CÚCUTA.
Ahí, sentada en una de las bancas del complejo deportivo La Canasta (Ceiba), está Ruth Galvis Zafra. Ha pasado casi tres décadas en el lugar, ha sido testigo de historias de deportistas y los atletas la conocen. Al lado están los productos comestibles que vende a niños, jóvenes y adultos que visitan el lugar para ejercitarse o como compañía. Sonríe y habla despacio.
Al comenzar la tarde, llega, acomoda la mercancía y se alista para atender a la clientela. Entrada la noche, cuando los muchachos han dejado de jugar baloncesto, fútbol sala, balonmano, disco volador, voleibol y patinaje, y los mayorcitos, aeróbicos, limpia el sitio de trabajo, regresa a casa y, seguro, hace cuentas de las ganancias. Ha concluido otra jornada de trabajo.
“En abril cumplí 29 años de estar acá”. En El Malecón fue donde todo comenzó. Luego, un hombre la vio, conversaron y le recomendó el parque. Atendió la insinuación, a pesar de estar distante del barrio Colsag, donde vivía. El siguiente paso fue conocer a la gente y ganársela con amabilidad.
“Toda la vida me gustó el basquetbol. Fui basquetbolista”. Ese conocimiento del deporte le abrió las puertas para tener mejor contacto con los asiduos visitantes del espacio. “Todos mis hermanos son deportistas. Los hijos son patinadores”. Y para completar el cuadro, los nietos salieron patinadores.
El movimiento de muchachos es constante. Unos llegan con el balón bajó el brazo; otros, lucen uniformes de los clubes a los que pertenecen. Los pequeños van de la mano de las madres, los grandecitos buscan dónde vestirse para empezar el entrenamiento.
Los niños que conoció cuando abrió el negocio, ahora son doctores.
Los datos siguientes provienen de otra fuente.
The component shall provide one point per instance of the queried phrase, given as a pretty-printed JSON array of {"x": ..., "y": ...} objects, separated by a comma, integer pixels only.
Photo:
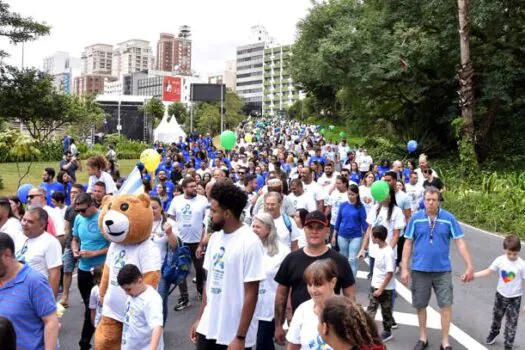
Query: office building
[
  {"x": 131, "y": 56},
  {"x": 97, "y": 59},
  {"x": 174, "y": 52},
  {"x": 279, "y": 92}
]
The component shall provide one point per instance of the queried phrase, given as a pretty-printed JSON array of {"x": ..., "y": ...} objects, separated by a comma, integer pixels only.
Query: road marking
[{"x": 433, "y": 318}]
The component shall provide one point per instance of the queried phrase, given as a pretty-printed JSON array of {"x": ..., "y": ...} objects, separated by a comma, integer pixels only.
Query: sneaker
[
  {"x": 183, "y": 304},
  {"x": 386, "y": 336},
  {"x": 491, "y": 339},
  {"x": 421, "y": 345}
]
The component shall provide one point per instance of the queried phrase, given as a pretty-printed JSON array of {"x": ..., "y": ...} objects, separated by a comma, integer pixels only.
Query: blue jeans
[
  {"x": 349, "y": 248},
  {"x": 164, "y": 289}
]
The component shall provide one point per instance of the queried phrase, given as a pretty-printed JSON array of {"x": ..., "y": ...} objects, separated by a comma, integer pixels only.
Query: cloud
[{"x": 218, "y": 27}]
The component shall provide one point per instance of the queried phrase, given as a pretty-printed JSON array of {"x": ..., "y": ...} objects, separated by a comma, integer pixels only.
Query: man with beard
[
  {"x": 189, "y": 210},
  {"x": 234, "y": 261}
]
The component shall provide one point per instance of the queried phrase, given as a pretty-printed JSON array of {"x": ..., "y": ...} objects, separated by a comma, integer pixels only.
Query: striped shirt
[
  {"x": 432, "y": 240},
  {"x": 25, "y": 300}
]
Si pasan por el complejo o la ven en la calle la recuerdan y la saludan. “Me siento feliz de estar acá”. En esas canchas se han formado deportistas que han alcanzado reconocimientos, ellos también le tienen estimación, porque los acompañó en el proceso y los vio crecer.
Otra virtud de Ruth Galvis es que le gustan todas las disciplinas. No tiene preferencia por el balón marrón, ni por el platillo volador, ni por las cuatro ruedas en línea, ni por el rebote de la pelota pequeña, ni por los aros, ni por las porterías. “Me encantan todos los deportes”. Mira hacia la derecha, sin distraerse, atiende al cliente de turno, voltea la mirada hacia la izquierda, otro grupo grita. Así, pasa las horas, entre el bullicio juvenil y la venta.
La vida, en plan de ironía, le puso este trabajo, porque no tenía con qué comer. Al principio no fue fácil. No la querían dejar, por diversas razones. Luego, recibió ayuda de los vecinos y de los agentes del CAI. “Supieron que era de buena familia”.
Esa recomendación fue suficiente para que la dejaran y la respaldaran. No ha tenido problemas con nadie. A todos les sirve con agrado. Ahora, está convencida de que permanecerá en ese lugar “hasta cuando Dios me lleve”.